Downstream consumers

  • notifier.email.EmailChannel — receives the SummaryResult through the lifespan-installed on_summary callback
  • notifier.email.EmailChannel.send_error — receives template errors through on_template_error
  • dashboard.read_model — reads notification_log rows whose state machine the notifier owns; the summarizer itself never touches that table
  • api.prompts and api.intents — reuse templates.list_templates, template_exists, load_template to power the /api/prompts browser and the intent-create template-name validation

Known constraints

  • One summary per intent per tick: the pipeline does not split a batch into sub-events. The matcher decides what reaches a single tick — under cron mode that is everything that scored above threshold in the lookback window; under event mode that is the flushed event_pending rows. If you want per-event splitting on the cron path, wrap handle and call it once per pre-grouped sub-list.
  • Templates are read on every call: no in-process caching. Disk I/O cost is negligible at 1.0 scale (a few intents firing per minute) but a future high-fan-out deployment should add a cache or move templates to a database table.
  • Truncation is character-aligned, not sentence-aware: when water-filling forces a body shorter than its full length, the cut happens at character position N — no sentence boundary lookup, no Markdown fence repair. A long article gets a clean middle and a sliced tail. Acceptable for monitoring digests; not appropriate for a summarization product where the full text matters.
  • Token-vs-character heuristics live with the operator: llm_max_prompt_chars is in characters. The pipeline never tokenizes; English ≈ 4 chars/token and Chinese ≈ 1 char/token, so a setting that fits a 1M-token model on English content (4M chars) might overflow on a Chinese-heavy intent.
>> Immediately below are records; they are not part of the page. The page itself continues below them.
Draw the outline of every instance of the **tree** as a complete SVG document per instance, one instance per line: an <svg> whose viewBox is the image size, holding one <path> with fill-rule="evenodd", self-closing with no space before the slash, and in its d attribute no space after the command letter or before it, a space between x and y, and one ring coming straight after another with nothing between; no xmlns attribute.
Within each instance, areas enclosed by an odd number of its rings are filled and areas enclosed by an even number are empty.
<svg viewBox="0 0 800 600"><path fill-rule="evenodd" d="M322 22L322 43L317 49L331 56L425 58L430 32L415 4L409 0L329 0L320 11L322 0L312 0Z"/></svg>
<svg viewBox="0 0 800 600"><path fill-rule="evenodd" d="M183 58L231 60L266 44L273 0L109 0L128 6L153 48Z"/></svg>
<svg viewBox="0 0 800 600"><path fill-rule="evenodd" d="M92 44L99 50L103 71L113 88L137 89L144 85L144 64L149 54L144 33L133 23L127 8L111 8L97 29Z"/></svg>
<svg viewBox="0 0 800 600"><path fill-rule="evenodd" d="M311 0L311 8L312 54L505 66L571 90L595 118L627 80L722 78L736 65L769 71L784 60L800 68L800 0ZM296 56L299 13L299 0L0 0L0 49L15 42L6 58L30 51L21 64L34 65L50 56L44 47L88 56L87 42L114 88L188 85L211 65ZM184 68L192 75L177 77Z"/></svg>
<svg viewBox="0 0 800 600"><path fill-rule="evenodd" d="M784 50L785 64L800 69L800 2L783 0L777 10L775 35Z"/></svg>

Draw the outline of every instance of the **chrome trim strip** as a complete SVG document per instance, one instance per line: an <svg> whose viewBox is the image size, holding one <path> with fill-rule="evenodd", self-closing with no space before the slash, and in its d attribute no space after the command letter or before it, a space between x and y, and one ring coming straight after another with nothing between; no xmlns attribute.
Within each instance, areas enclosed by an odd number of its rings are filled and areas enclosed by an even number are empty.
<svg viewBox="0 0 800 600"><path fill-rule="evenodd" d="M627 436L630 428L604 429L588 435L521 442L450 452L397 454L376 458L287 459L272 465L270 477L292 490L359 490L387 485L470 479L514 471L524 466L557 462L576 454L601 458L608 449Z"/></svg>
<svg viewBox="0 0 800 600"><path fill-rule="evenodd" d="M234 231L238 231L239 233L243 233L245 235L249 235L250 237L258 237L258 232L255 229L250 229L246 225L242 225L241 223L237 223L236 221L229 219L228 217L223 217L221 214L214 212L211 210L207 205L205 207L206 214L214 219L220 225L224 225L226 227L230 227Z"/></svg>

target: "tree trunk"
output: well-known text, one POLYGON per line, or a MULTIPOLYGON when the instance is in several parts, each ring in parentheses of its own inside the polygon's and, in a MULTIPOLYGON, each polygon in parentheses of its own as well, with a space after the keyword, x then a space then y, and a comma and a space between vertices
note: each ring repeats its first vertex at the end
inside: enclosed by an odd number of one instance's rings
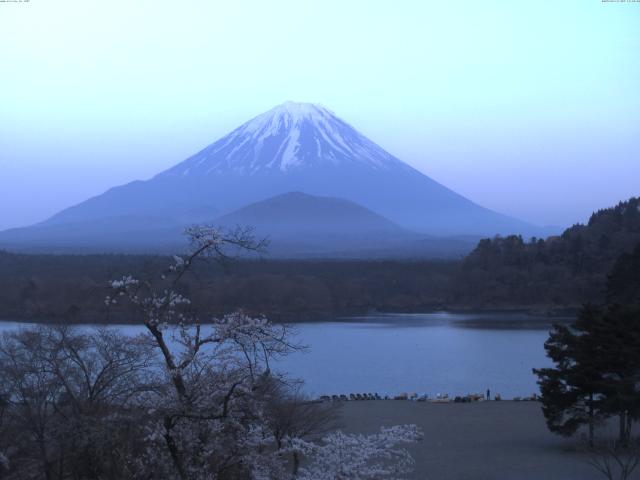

Set conservatively for non-English deployments.
  • APIBackend constructs httpx.AsyncClient in __init__: the client is bound to whichever event loop is running at construction time. Production wiring constructs it inside lifespan, so this is fine; a test that constructs the backend at module import time and then runs an asyncio test will fail with "event loop is closed".
  • health() does not validate the model name: it pings /models for reachability. A misconfigured llm_model (typo, removed from upstream) will only surface on the first real summarize call.
  • No retry policy on transient LLM errors: summarize raises on the first non-2xx; the pipeline logs and drops the tick. Cron mode re-tries naturally on the next schedule; event mode loses the buffered batch (it was already cleared by flush before on_summary). A future change should add a small retry budget for 429 / 5xx specifically.
  • Default fallback strings have been removed: earlier versions of the pipeline carried hardcoded copies of default.md for both system and instruction templates. Those were never used at runtime — template errors route to on_template_error instead — and have been deleted to avoid two versions of the same prompt drifting apart. The on-disk prompts/system/default.md and prompts/instruction/default.md are now the single source of truth.